Инициаторами таких перемен были Мережковский, Философов и Зинаида Гиппиус, что вызвало протесты в печати старых участников Собраний. В числе протестовавших Розанов называет С. Л. Франка, П. Б. Струве, Н. А. Бердяева (по инициативе которого Общество было воссоздано в 1907 году), В. А. Тернавцева, П. П. Перцова, печатавшего протоколы Собраний 1902–1903 годов. „Общество, имевшее задачи в России, превратилось в частный, своего рода семейный кружок: без всякого общественного значения… Был кристалл и растворился: прежняя форма не держит его частиц и не крепит в себе“.

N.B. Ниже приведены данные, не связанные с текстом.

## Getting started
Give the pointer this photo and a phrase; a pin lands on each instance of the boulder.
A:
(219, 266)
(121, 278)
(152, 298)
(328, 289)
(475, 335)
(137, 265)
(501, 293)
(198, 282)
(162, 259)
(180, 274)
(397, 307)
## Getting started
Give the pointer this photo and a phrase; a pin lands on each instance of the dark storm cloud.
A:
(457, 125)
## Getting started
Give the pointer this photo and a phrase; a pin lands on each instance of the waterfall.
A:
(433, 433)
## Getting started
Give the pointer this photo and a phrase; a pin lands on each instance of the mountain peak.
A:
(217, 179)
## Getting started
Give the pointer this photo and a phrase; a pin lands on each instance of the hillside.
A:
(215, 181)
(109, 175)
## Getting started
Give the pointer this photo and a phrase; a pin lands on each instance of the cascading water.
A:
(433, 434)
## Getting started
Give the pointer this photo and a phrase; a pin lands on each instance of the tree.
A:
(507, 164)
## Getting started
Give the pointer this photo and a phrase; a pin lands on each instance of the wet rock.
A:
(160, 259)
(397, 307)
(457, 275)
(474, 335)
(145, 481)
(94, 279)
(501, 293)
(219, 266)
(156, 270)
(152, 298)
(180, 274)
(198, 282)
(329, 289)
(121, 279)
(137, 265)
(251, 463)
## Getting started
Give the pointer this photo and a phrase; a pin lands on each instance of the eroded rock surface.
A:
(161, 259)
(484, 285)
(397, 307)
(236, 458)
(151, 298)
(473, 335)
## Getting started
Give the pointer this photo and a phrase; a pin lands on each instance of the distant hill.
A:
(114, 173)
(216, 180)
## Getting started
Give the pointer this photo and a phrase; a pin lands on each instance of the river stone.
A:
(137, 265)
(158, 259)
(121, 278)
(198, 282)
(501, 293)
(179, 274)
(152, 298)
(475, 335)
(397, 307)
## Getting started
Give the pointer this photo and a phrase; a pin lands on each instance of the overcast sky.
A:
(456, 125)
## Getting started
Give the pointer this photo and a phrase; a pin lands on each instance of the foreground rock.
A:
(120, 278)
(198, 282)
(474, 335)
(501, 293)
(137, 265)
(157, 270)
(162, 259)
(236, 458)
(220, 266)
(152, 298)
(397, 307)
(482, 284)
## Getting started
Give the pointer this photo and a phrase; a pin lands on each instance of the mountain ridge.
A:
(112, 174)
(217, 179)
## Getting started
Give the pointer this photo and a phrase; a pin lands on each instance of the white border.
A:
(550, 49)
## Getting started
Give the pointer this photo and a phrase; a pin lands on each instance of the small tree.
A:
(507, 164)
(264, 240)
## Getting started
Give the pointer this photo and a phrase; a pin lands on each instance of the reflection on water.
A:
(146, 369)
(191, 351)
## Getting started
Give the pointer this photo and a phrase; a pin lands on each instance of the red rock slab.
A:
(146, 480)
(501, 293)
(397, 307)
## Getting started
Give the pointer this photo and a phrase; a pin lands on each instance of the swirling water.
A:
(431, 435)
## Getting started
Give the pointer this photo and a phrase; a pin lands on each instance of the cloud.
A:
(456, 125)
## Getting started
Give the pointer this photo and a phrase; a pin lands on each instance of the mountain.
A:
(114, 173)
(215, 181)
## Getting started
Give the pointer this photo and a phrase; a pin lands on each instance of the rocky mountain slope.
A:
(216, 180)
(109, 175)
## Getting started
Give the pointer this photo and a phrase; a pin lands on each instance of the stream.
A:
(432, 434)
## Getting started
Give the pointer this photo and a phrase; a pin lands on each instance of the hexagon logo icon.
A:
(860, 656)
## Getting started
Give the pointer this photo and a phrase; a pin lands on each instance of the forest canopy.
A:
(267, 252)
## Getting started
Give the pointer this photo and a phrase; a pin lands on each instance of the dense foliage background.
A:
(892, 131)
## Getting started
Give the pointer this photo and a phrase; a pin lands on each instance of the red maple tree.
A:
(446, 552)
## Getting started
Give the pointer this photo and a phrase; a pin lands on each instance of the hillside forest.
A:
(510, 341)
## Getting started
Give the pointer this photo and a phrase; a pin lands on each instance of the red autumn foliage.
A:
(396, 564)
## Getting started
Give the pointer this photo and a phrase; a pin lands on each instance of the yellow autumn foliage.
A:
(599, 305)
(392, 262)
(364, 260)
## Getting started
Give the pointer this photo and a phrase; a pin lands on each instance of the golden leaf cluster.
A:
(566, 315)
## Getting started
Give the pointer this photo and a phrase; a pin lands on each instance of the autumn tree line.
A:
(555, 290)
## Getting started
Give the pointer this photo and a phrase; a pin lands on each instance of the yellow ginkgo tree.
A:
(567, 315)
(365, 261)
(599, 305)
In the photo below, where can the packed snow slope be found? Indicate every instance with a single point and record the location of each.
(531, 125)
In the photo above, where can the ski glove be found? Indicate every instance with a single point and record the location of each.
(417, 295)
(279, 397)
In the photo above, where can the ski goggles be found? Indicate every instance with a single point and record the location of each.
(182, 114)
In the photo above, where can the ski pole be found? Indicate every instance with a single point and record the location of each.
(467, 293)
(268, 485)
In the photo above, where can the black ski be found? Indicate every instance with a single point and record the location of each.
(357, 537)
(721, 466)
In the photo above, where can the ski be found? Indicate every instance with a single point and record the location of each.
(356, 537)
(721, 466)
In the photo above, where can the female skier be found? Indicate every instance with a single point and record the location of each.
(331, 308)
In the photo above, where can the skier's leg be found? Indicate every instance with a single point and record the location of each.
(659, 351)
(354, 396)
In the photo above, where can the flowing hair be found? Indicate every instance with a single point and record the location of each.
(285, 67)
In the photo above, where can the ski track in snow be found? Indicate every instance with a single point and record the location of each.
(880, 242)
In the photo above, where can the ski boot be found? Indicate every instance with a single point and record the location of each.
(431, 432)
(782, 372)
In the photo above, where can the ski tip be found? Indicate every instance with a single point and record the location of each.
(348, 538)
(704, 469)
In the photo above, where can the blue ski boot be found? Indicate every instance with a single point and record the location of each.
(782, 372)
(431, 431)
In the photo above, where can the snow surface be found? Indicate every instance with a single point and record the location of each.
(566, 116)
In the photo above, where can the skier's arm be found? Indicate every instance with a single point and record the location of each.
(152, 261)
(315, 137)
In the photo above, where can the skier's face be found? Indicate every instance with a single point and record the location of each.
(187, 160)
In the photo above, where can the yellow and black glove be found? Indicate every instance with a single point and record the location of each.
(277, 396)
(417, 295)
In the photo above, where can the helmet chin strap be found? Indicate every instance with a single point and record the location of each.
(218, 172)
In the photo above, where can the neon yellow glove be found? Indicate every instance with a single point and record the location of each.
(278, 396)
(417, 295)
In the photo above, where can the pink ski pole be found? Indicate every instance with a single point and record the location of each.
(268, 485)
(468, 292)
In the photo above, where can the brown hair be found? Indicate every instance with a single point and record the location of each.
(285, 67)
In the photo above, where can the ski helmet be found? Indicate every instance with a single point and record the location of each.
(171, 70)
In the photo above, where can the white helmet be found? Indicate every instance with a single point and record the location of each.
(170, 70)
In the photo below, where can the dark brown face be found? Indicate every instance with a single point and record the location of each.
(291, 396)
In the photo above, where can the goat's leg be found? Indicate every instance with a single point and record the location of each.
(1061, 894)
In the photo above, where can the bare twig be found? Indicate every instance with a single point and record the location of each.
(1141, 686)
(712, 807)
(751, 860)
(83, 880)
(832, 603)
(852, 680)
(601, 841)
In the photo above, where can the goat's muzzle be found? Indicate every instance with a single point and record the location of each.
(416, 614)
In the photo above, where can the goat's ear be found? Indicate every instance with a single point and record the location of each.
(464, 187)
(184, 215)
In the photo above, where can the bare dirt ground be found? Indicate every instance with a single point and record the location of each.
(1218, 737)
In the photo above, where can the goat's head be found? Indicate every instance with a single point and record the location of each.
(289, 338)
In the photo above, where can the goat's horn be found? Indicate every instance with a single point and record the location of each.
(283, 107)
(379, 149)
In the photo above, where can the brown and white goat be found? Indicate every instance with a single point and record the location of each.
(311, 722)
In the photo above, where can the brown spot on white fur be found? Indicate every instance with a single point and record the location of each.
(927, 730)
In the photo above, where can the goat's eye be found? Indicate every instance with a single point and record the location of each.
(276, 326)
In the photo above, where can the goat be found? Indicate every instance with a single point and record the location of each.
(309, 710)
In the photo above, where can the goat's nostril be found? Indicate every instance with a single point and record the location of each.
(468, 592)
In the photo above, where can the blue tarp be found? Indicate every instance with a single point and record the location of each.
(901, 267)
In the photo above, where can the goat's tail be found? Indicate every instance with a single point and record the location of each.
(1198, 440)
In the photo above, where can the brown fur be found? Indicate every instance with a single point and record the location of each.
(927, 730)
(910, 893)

Окончательный разрыв произошел после появления статьи Розанова „Трагическое остроумие“ („Новое время“, 9 февраля 1909 года), в которой приводятся слова Блока о Мережковском: „Открыв или перелистав его книги, можно прийти в смятение, в ужас, даже — в негодование. „Бог, Бог, Бог, Христос, Христос, Христос“, — положительно нет страницы без этих Имен, именно Имен, не с большой, а с огромной буквы написанных — такой огромной, что она все заслоняет, на все бросает свою крестообразную тень“.
Разделяя мысль Блока, Розанов замечает, что для Мережковского весь мир есть только огромный забор среди пустыни, где саженными буквами для всемирного прочтения начертано одно:
Д. С. МЕРЕЖКОВСКИЙ
Заканчивается это отречение от Мережковского по-розановски грустно: „Мне осталось проститься, задвинув урну с пеплом моего друга в самый далекий уголок сердца, хоть все еще капризно грустящего“.
Мережковский — из немногих людей, которых Розанов необъяснимо почему не мог любить. Василий Васильевич вспоминает его афоризм: „Пошло то, что пошло“. И добавляет: „Он добровольно и сознательно стал „пошл“, чтобы „пойти“…“
Теперь Розанов прямо называет Мережковского „злым человеком“, который выискивает для своих сочинений „злых людей“, как язычник призывает Злого духа. В журнале „Весы“ он писал в том же 1909 году: „Мережковский, расшевеливая литературной палочкой огоньки в сердцах людей, — творит это же дело Злого духа, без малейшего понимания христианства“[572].
Слушая Мережковского, „опрокинувшегося“ в блестящей речи в Религиозно-Философском обществе на авторов сборника „Вехи“, многие воззрения которых он тоже не разделял, Василий Васильевич думал: „Боже мой, да ведь это все говорил Достоевский, а не Мережковский. Это — Достоевский блестел, а Мережковский около него лепился… Но Достоевский теперь мертв, а живой Мережковский подкрался, вынул из кармана его смертоносное оружие и пронзил им… не недвижного мертвеца, а его духовных и пламеннейших детей, его пламенных учеников“[573].
Вечно с „Христом“ на устах, Мережковский есть, по определению Розанова, „изящно-трагическая фигура в русской литературе“[574], пришедшая в конце концов к отрицанию России. Еще Вл. Соловьев начал отречение от России и, раз ступив на эту почву, не мог поправить своей „печальной судьбы“. „Он отрекся нравственно и от Пушкина (в „Судьбе Пушкина“) и гнулся дальше и дальше, до унылой смерти… Но если бы он посмотрел на тех летучих мышей, которые теперь цепляются когтями за его саван“[575].